In addition, Basil loves "touch". We practice this one tons and she'll nose boop to tell me she wants treats. Sometimes when we cross the street I'll ask for "touch" so she will keep nose booping my hip until we safely cross... So, that's good.

Basil is looking forward to practicing January!


----------



## AbBen (May 31, 2020)

Thanks for bringing this full circle! We are doing pretty good, although poodle brain has the ability to in a split second calculate all the variables to decide whether it’s worth it to leave it or not. As long as the reward is higher value he’s rock solid. If it’s not, for example when he finds something interesting walking and I’m silly and have forgotten treats or they are boring treats maybe 50/50. 

A dead bird was more high value than the treats I had this morning so leave it did not work! 

I just have to be smarter than he is. Which is not easy!


----------



## PeggyTheParti (Sep 5, 2019)

A dead bird! I can’t even imagine how Peggy would react to such a thing. She’s agreed to leave dead fish before, but birds are the most thrilling thing, as far as Peggy is concerned. I think we’d have used a solid “Let’s go!” in that situation and done a 180. But it’s hard to constantly scan the horizon for poodle treasures. Sometimes you’re upon them before you even notice them.

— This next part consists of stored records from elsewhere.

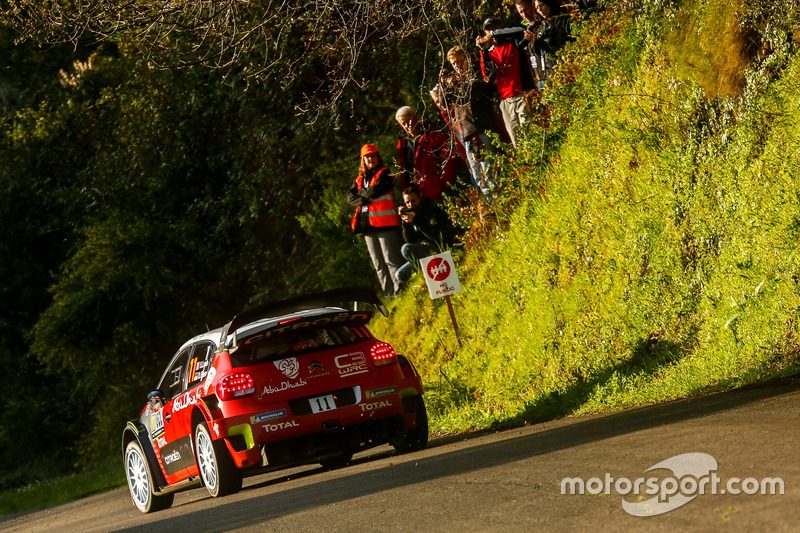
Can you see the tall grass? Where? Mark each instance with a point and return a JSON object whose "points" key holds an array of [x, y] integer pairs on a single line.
{"points": [[651, 244]]}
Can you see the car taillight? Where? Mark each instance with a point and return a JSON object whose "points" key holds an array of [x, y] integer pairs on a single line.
{"points": [[382, 354], [235, 386]]}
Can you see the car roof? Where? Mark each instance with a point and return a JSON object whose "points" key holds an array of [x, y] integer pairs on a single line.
{"points": [[212, 335]]}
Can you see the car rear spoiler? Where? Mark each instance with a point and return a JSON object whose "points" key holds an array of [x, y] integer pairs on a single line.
{"points": [[329, 298]]}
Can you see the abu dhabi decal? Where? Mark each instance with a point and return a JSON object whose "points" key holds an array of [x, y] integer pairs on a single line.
{"points": [[280, 425], [173, 457], [289, 366], [381, 392], [351, 364], [157, 424], [286, 385], [267, 416]]}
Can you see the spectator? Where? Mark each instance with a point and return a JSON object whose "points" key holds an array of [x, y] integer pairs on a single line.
{"points": [[425, 156], [473, 117], [541, 62], [506, 51], [557, 27], [447, 112], [427, 230], [376, 218]]}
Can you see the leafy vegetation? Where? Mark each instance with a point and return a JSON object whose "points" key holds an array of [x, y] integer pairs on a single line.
{"points": [[643, 247], [653, 253]]}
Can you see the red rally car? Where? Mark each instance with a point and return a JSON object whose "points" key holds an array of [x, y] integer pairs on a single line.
{"points": [[284, 384]]}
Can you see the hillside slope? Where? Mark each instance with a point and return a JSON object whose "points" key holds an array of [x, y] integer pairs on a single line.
{"points": [[647, 243]]}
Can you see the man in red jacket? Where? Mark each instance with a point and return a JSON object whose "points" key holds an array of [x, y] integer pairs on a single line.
{"points": [[505, 51], [426, 156]]}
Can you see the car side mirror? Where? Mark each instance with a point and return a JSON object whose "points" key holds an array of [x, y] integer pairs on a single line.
{"points": [[156, 400]]}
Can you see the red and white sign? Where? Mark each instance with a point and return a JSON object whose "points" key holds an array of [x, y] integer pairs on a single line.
{"points": [[440, 275]]}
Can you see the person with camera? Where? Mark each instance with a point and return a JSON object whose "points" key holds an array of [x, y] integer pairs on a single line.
{"points": [[425, 155], [505, 50], [372, 194], [427, 230], [473, 117]]}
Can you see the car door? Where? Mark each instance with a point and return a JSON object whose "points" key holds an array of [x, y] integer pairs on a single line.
{"points": [[171, 440]]}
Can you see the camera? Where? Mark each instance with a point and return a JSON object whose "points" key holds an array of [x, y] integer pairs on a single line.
{"points": [[508, 34]]}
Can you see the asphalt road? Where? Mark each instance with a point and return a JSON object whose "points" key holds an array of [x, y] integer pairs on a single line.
{"points": [[512, 480]]}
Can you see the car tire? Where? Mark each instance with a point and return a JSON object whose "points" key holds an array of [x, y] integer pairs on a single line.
{"points": [[417, 437], [336, 461], [140, 481], [217, 470]]}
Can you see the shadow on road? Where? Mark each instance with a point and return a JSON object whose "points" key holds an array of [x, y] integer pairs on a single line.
{"points": [[254, 511]]}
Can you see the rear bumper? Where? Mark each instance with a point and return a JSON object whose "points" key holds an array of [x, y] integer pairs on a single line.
{"points": [[281, 437]]}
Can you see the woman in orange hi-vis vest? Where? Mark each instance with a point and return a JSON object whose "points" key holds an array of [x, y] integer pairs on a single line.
{"points": [[376, 217]]}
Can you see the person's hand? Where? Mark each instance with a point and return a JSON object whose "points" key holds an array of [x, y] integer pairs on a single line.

We had a remarkably error-free month, which was a relief after last Christmas’s broken lightbulb fiasco. But we continue to practise every single day.

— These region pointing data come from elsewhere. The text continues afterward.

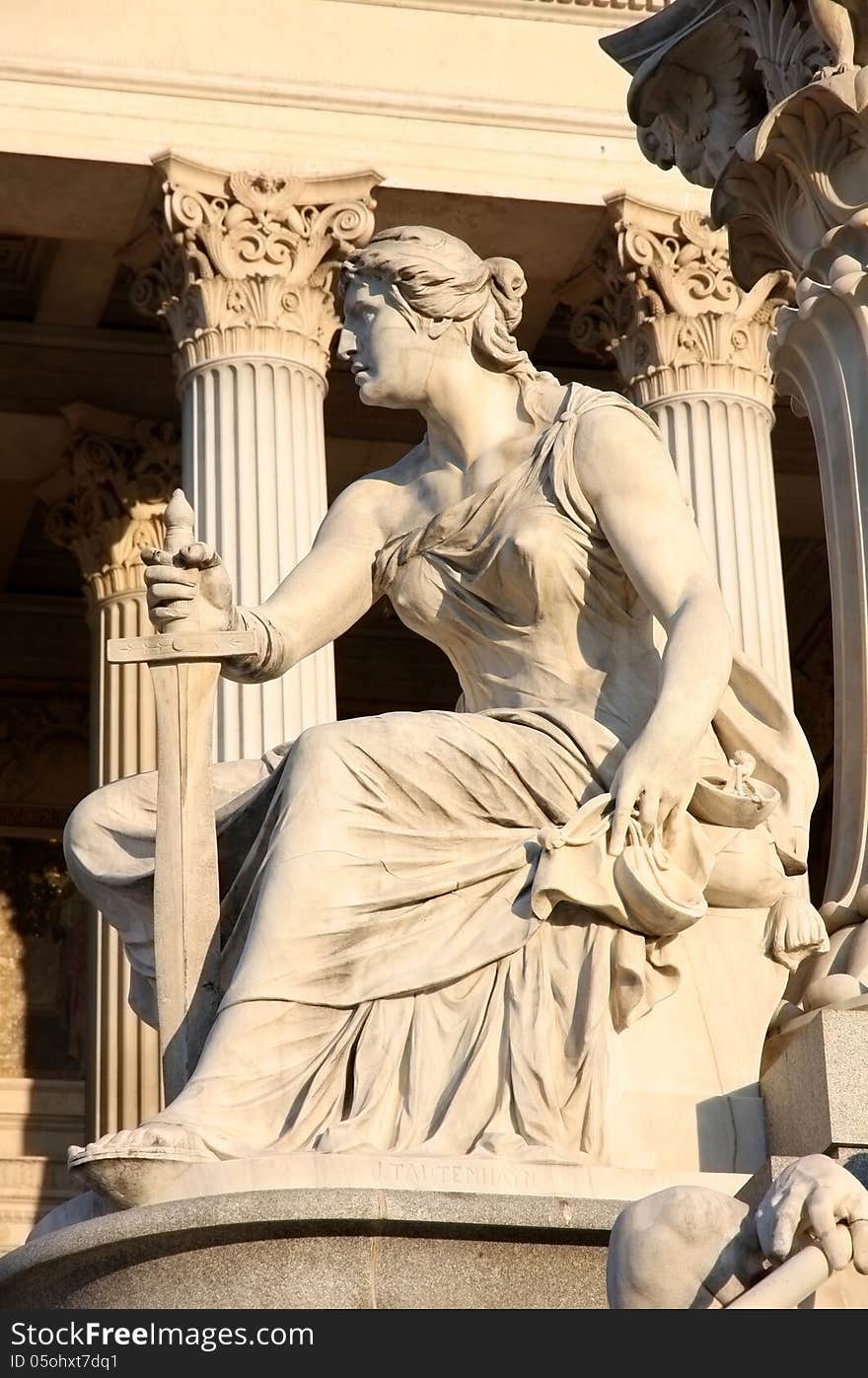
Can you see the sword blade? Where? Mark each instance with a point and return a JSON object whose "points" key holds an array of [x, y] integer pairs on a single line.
{"points": [[186, 892]]}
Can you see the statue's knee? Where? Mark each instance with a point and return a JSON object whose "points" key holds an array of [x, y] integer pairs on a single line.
{"points": [[320, 753], [86, 830]]}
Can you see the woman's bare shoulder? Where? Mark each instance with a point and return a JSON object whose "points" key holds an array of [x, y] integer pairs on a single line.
{"points": [[385, 496]]}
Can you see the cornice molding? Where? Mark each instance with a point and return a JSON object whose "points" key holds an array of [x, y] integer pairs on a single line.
{"points": [[246, 260], [117, 482], [608, 13], [330, 97]]}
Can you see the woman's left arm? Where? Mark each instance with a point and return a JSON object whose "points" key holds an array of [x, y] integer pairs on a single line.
{"points": [[630, 479]]}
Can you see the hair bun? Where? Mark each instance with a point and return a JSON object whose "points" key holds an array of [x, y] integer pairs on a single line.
{"points": [[509, 284]]}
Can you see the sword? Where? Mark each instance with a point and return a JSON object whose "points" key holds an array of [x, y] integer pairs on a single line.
{"points": [[184, 667]]}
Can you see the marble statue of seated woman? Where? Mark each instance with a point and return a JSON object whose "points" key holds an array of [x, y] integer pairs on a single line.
{"points": [[437, 927]]}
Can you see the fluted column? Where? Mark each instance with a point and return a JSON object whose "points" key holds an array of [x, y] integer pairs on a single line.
{"points": [[244, 281], [693, 351], [118, 474]]}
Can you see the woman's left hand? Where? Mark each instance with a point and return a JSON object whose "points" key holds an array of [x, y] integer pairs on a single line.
{"points": [[657, 779]]}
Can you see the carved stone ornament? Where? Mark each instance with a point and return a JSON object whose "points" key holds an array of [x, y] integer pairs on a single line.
{"points": [[120, 472], [791, 184], [669, 311], [795, 191], [246, 260], [704, 72]]}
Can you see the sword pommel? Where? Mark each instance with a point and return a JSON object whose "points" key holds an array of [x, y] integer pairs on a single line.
{"points": [[180, 523]]}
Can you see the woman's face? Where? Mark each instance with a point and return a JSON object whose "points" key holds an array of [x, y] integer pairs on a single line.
{"points": [[391, 358]]}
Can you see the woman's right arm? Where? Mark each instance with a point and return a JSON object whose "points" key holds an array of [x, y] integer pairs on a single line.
{"points": [[326, 594]]}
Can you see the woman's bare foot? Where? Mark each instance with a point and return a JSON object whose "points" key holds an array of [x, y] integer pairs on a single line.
{"points": [[138, 1165]]}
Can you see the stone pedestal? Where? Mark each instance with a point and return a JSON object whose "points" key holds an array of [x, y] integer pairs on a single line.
{"points": [[244, 281], [784, 145], [815, 1092], [693, 351], [114, 486], [323, 1250]]}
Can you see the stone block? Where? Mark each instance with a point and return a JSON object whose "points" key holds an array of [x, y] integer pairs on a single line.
{"points": [[816, 1092]]}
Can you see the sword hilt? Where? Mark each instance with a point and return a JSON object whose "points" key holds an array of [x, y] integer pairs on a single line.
{"points": [[180, 521]]}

One thing I’m learning is that having “the good stuff” on me doesn’t necessarily mean I have to feed it to her. If I’m stuffing her with cheese for every nice thing she does on a walk, she’s not going to choose cheese over a tantalizing sidewalk treasure.

I need her to believe that I always have something even more amazing in my pocket. And that only the VERY BEST POODLES unlock it.

That’s what we’re currently working on—building that anticipation/trust rather than relying on a lure. As with most things, it would be much easier if I were her sole trainer. But...patience. 



Basil_the_Spoo said:


> In addition, Basil loves "touch". We practice this one tons and she'll nose boop to tell me she wants treats. Sometimes when we cross the street I'll ask for "touch" so she will keep nose booping my hip until we safely cross... So, that's good.


What a cool use of “touch”! Nicely done. I’ll have January’s trick posted shortly.


----------



## Rose n Poos (Sep 22, 2017)

Late reporting in here...

We did have improvement thru the month in "leave it" whether open hand or dropped on the floor _unless the bit of chicken bounced right at their feet._ I need to try with not-chicken to see if that helps. 

Eye contact improved considerably, so yay! 

I sometimes traded a chicken bit, sometimes inspected the floor chicken and authorized that and other times just authorized the floor chicken without inspection. 

I'm calling this one better than expected and will continue on it, as with the others .


----------



## PeggyTheParti (Sep 5, 2019)

Rose n Poos said:


> I'm calling this one better than expected and will continue on it, as with the others


Yay! I do think this one’s worthy of daily practise. Luckily, there are so many ways to make it fun.


----------